Esse é um problema que temos visto repetidamente. As lideranças, pressionadas por entregarem resultados imediatos, avaliadas trimestralmente e substituídas em períodos tão curtos, dificilmente conseguem implantar uma visão estratégica de longo prazo, que privilegie a essência e consolide resultados sustentáveis.
E por que a essência é tão… essencial?
Porque, ao se afastar dela, a empresa corre o risco de perder sua identidade, sua vantagem competitiva e, em última análise, seu sucesso no mercado.
Os princípios fundadores, muitas vezes, são o que diferenciam uma empresa das outras no mercado. Se uma empresa se afasta desses princípios, ela pode perder sua identidade e se tornar indistinguível de seus concorrentes, o que reduz sua capacidade de competir efetivamente e atrair clientes.
Os clientes, ao não reconhecerem mais na marca a identidade que os atraía, deixam de ser leais e de comprá-la, impactando os resultados de vendas. Assim também com os funcionários, que muitas vezes são atraídos para uma empresa por seus valores. Quando percebem que a empresa está se afastando desses princípios, podem ficar desmotivados e insatisfeitos, afetando negativamente sua produtividade e desempenho.
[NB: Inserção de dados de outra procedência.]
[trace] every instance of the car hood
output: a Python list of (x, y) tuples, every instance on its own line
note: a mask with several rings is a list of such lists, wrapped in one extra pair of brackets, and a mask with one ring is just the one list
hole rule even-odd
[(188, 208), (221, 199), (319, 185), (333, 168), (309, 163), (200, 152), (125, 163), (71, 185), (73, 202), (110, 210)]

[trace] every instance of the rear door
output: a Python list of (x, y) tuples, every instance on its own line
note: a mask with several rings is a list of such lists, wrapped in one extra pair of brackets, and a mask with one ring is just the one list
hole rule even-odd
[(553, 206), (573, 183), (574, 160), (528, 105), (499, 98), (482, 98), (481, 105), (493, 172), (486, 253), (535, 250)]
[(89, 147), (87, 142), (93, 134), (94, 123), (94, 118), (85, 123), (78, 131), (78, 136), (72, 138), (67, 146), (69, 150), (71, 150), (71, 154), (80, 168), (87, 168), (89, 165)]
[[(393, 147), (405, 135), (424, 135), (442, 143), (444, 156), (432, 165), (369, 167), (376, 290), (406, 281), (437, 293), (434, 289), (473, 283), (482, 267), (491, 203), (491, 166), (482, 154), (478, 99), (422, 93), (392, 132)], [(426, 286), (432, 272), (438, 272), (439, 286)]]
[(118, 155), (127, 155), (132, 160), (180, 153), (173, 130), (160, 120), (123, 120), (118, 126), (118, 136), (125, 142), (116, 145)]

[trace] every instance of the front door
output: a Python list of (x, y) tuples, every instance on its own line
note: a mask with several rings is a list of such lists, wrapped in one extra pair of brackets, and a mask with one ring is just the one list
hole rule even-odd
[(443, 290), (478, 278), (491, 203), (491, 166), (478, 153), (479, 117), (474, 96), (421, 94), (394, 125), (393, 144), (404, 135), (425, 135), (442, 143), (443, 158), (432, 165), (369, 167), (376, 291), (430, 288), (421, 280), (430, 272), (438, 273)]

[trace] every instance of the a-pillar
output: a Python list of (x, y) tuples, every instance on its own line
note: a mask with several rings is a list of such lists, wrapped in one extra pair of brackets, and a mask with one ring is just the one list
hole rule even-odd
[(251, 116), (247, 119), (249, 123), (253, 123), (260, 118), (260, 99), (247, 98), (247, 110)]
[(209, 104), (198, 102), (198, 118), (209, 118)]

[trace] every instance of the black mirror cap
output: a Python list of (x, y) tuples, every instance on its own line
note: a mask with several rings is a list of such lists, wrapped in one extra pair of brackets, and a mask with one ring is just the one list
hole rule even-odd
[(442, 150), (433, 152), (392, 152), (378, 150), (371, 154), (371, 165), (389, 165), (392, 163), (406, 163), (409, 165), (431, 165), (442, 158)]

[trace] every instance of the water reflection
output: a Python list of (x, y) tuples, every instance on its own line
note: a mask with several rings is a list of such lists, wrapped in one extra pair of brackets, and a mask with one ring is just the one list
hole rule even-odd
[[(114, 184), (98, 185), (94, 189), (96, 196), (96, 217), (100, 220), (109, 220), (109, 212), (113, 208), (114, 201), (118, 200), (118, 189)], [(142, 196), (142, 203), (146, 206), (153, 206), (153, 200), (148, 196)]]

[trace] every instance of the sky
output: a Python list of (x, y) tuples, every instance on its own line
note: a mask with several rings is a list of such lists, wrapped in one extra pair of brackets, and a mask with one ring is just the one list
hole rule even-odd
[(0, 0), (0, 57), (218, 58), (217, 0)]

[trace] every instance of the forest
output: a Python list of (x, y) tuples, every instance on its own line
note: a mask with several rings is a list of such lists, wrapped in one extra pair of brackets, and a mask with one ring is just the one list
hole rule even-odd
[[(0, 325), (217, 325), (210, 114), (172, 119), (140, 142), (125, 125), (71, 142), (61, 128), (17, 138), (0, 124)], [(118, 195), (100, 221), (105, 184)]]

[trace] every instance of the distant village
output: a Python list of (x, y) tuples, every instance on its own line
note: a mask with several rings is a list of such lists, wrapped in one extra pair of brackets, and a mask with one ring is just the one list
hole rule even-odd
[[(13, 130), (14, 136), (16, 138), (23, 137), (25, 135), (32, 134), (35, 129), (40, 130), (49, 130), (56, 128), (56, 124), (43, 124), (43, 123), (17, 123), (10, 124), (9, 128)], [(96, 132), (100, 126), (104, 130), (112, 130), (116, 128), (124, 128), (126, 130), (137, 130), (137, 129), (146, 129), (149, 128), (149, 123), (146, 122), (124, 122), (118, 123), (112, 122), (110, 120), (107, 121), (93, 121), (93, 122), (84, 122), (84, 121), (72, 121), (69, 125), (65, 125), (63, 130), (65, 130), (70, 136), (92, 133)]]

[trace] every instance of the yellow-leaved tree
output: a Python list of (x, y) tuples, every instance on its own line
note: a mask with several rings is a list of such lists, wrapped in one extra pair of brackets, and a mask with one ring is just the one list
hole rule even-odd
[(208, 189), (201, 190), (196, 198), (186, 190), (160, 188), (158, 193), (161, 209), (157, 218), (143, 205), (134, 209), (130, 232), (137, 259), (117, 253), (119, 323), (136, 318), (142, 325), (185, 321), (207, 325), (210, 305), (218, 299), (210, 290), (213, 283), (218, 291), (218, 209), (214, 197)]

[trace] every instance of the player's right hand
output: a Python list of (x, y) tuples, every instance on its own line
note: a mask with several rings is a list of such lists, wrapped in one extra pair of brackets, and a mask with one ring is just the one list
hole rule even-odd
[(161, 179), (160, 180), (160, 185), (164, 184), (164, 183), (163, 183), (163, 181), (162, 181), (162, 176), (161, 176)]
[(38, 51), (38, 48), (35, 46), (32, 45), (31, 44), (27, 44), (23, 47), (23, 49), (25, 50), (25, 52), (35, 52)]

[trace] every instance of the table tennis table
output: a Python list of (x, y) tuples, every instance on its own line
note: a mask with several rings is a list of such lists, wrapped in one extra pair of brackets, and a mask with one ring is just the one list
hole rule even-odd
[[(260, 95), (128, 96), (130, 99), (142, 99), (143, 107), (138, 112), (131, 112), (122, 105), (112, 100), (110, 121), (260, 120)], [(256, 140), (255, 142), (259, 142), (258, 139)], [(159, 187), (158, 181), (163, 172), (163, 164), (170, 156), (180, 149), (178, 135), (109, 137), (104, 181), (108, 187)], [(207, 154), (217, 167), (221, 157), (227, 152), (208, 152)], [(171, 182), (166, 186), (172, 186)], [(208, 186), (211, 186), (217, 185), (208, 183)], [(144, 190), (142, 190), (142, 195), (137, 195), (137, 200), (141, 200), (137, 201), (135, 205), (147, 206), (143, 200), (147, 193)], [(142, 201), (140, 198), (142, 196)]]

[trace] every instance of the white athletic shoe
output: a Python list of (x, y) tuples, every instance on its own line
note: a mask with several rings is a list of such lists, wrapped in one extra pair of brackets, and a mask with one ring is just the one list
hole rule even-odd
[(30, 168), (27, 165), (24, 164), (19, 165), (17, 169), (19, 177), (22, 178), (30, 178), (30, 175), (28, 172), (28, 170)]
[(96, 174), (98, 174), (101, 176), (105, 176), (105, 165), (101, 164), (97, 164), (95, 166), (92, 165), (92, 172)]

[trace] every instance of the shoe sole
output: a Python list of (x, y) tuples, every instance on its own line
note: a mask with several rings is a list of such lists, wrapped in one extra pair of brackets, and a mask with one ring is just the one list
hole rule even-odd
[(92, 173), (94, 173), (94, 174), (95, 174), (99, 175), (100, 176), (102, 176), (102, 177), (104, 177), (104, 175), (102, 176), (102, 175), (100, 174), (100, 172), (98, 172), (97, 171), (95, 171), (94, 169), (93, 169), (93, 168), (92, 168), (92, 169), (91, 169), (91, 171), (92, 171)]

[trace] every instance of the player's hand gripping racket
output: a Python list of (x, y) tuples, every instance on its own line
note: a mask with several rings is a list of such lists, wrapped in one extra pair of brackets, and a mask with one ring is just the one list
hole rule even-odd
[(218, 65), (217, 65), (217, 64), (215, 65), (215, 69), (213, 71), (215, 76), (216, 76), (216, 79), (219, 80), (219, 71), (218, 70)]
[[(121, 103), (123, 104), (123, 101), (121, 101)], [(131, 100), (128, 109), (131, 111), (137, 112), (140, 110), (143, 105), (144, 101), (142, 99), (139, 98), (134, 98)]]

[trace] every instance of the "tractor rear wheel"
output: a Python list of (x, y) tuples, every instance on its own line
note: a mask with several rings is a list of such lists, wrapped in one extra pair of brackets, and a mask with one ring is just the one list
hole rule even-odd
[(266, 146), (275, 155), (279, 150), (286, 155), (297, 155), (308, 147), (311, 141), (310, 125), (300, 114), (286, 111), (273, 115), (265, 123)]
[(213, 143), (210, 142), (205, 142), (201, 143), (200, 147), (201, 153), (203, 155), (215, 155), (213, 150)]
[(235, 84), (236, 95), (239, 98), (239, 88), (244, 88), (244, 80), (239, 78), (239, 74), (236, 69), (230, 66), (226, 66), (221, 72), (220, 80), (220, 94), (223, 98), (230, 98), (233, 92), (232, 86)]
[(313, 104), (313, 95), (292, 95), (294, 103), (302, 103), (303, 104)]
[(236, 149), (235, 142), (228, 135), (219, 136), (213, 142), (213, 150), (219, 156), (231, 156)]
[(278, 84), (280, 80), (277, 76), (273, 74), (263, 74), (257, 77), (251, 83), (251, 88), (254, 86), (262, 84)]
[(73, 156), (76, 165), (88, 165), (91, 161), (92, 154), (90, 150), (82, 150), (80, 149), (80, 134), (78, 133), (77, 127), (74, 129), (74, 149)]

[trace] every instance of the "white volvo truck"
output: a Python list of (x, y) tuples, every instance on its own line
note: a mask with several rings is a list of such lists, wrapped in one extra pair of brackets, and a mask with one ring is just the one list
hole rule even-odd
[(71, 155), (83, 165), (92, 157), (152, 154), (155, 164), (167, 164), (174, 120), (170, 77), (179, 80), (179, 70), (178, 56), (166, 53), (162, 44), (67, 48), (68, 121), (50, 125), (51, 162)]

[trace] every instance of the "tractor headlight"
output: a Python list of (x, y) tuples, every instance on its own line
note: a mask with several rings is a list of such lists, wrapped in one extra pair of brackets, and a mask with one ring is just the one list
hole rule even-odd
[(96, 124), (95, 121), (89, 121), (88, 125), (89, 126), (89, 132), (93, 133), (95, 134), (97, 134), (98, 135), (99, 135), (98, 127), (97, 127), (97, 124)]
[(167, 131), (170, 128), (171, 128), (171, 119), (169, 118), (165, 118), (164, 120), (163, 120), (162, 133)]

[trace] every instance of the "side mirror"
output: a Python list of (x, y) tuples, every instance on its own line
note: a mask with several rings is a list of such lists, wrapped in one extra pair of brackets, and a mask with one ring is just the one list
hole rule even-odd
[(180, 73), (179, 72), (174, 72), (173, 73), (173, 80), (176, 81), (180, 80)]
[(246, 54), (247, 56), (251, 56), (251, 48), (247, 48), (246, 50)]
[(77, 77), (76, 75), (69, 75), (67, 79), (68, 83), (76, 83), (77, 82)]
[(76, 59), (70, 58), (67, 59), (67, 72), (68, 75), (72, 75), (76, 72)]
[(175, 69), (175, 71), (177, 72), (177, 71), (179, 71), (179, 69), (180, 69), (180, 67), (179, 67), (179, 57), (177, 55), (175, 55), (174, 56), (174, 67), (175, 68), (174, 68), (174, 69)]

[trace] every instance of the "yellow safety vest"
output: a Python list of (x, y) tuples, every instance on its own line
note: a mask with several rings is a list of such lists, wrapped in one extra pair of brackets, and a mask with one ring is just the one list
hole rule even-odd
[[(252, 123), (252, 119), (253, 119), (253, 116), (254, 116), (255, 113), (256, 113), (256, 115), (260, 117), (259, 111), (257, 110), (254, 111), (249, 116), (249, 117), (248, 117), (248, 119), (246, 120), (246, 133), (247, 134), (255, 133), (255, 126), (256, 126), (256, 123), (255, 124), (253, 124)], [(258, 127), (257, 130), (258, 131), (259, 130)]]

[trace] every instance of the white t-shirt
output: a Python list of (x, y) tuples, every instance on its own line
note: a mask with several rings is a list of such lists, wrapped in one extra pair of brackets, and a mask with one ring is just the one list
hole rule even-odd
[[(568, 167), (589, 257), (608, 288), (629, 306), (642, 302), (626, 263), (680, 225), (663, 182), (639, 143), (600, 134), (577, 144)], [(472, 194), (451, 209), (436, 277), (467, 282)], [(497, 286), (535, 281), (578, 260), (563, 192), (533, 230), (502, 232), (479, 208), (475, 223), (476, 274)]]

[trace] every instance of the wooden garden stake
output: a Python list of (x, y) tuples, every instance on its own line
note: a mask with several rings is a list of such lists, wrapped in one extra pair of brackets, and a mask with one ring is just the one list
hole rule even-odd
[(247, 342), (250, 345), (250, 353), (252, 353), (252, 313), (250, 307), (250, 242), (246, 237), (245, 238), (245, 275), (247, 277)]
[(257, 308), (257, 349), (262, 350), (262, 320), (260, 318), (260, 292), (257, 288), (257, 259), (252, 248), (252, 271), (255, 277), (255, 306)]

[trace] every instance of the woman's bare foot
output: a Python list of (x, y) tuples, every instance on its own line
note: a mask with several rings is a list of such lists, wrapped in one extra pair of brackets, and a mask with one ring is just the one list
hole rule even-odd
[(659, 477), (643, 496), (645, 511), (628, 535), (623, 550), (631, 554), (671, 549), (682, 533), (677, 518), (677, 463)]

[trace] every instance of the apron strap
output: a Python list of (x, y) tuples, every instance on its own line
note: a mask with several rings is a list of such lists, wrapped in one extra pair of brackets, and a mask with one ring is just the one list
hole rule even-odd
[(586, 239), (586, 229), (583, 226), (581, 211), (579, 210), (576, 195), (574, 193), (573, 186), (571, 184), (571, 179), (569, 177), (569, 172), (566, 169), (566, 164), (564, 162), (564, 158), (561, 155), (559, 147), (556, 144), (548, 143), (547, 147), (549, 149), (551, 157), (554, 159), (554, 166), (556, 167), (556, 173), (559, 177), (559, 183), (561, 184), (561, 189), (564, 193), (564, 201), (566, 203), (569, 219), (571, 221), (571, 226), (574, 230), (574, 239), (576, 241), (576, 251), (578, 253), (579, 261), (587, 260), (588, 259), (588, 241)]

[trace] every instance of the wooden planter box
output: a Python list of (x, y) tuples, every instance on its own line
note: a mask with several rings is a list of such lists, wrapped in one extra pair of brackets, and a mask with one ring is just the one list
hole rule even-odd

Perder a essência pode ainda abalar a capacidade de inovação da companhia. Os princípios estão ligados à visão e à missão da empresa e servem como um catalisador para a inovação. Se uma empresa perde sua conexão com esses princípios, pode perder sua capacidade de inovar, passando a copiar ou seguir um padrão de mercado e tornando-se apenas mais uma, entre tantas.
O distanciamento da essência pode levar ainda a uma má reputação e perda de confiança, outros impactos comuns. A empresa, ao não praticar o que defende como valor, pode enfrentar críticas da mídia, clientes e partes interessadas, o que afeta sua credibilidade no mercado e prejudica as relações com todos os stakeholders.
Enfim, por todas essas razões, é crucial para os negócios que se mantenham fiéis a seus princípios ao longo do tempo, porque isso pode garantir sua sustentabilidade e prosperidade a longo prazo. Caso contrário, a tão indesejada rima pode se tornar uma realidade a ser enfrentada.